On Sun, Aug 22, 2010 at 4:09 PM, MZMcBride z@mzmcbride.com wrote:
What's the reason for having the cookie expire at all (or expire in any reasonable timeframe)? I'm not sure I see what security benefits any expiry provides (much less a 30-day one) given the rampant use of password stores in browsers.
The major purpose that I know of is so that users who don't have their browser save their passwords are actually forced to enter their password once in a while so they don't forget it. I don't know if there's any other reason for it.

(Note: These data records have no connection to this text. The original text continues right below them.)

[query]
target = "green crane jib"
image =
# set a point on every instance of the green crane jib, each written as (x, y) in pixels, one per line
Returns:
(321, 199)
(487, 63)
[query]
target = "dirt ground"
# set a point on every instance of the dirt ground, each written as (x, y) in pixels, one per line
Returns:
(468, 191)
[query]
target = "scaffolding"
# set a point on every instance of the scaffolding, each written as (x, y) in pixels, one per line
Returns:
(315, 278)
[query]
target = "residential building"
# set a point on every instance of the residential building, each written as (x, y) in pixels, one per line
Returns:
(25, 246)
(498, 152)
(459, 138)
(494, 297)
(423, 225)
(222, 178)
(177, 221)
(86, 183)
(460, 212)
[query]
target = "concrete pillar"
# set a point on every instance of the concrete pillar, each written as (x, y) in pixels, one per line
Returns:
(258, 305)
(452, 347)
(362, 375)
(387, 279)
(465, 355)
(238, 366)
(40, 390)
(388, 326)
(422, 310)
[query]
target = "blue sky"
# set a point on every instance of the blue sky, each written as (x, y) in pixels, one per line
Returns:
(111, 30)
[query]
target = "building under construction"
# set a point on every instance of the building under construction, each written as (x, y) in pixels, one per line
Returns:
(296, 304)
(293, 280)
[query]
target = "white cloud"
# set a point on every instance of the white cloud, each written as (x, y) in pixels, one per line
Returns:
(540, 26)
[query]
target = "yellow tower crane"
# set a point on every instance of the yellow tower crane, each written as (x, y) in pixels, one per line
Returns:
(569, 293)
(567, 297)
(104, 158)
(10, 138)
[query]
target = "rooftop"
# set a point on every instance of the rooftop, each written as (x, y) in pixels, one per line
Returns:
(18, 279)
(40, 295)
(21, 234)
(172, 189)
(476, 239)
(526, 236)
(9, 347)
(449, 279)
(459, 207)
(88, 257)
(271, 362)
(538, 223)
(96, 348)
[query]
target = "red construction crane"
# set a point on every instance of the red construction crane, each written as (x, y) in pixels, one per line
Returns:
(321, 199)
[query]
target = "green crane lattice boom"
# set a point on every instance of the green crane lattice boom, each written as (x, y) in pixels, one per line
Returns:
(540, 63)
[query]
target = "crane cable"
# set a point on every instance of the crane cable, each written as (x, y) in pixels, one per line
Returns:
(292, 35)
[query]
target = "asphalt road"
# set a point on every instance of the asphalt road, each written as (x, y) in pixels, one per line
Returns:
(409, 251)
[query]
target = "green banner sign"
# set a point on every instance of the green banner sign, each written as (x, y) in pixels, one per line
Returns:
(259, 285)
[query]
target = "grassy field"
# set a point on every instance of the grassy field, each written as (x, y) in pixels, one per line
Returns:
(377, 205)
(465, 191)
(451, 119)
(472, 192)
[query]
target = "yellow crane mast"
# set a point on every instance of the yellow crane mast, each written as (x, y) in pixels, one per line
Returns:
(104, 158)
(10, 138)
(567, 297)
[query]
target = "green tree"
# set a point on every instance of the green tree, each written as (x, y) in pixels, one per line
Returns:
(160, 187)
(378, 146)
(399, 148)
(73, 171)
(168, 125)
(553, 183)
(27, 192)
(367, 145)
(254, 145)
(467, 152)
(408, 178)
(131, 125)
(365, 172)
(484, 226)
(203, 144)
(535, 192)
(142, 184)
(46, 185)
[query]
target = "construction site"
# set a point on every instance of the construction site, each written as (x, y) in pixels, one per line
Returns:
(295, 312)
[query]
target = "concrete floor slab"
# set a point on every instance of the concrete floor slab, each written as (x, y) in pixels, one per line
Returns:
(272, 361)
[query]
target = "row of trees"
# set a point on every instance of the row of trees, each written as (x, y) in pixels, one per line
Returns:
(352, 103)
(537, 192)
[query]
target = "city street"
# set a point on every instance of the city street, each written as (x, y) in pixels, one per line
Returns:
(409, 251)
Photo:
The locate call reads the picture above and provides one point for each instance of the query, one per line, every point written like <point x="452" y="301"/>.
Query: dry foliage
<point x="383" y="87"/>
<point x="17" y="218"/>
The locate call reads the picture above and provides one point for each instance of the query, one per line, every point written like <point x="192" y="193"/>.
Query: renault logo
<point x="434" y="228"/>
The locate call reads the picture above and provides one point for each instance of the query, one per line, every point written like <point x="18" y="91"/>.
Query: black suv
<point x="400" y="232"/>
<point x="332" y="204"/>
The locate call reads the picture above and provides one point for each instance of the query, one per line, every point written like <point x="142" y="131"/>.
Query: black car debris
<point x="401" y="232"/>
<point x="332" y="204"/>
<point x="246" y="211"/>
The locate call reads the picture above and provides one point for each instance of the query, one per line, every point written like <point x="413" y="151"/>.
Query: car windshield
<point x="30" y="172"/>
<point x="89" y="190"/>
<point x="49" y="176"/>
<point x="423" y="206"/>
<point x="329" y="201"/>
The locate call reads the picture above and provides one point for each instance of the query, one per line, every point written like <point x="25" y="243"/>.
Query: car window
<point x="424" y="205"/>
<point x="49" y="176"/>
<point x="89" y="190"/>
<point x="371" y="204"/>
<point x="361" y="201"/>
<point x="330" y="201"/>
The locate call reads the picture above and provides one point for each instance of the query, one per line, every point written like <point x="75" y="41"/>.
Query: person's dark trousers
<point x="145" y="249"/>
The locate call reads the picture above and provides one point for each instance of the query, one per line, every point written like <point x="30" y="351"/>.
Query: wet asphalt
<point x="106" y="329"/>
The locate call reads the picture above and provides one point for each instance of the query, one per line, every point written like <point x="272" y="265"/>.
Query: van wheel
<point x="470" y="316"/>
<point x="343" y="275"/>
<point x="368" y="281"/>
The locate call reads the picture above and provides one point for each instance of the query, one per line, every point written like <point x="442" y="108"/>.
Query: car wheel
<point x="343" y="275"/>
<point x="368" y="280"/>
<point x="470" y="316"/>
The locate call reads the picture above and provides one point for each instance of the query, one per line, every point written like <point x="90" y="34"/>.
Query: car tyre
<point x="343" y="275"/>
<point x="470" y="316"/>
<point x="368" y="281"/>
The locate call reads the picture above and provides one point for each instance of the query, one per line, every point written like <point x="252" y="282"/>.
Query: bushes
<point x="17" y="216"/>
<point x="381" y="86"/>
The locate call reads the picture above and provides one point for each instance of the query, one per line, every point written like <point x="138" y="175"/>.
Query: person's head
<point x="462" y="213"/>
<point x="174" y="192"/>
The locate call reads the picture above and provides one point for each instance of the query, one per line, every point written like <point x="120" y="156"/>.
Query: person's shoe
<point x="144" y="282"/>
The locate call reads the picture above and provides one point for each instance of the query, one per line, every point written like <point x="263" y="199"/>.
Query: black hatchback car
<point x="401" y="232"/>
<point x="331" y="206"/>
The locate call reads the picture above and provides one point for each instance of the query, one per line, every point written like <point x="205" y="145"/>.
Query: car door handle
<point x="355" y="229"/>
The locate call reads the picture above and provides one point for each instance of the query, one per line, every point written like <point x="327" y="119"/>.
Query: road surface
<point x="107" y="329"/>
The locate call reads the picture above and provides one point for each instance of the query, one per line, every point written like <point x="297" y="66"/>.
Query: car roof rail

Another option would be to add a user preference for cookie expiry, but suggesting the addition of new user preferences usually activates the Aryeh rage machine. :-)
GRRAAARRR!!!!!!!!! >:(((
On Sun, Aug 22, 2010 at 4:38 PM, Platonides Platonides@gmail.com wrote:
Instead of randomly increasing the cookies lifetime, I think that we should be renewing the cookies if the session has more than eg. 24 hours. That way, you would never need to login again if you browsed the wiki at least once in the last month.
Personally, I don't find annoying having to log in once a month. It's the CentralAuth third party cookies (+ firefox behavior) what makes them expire.
It's not annoying if you're a frequent user, particularly not if you have your browser save passwords. But it's really annoying on sites you only visit once in a while and aren't committed to at all. If you find yourself logged out when you visit, odds are good you won't bother logging in, particularly not if you don't have the password saved (which is more likely if you very rarely visit the site).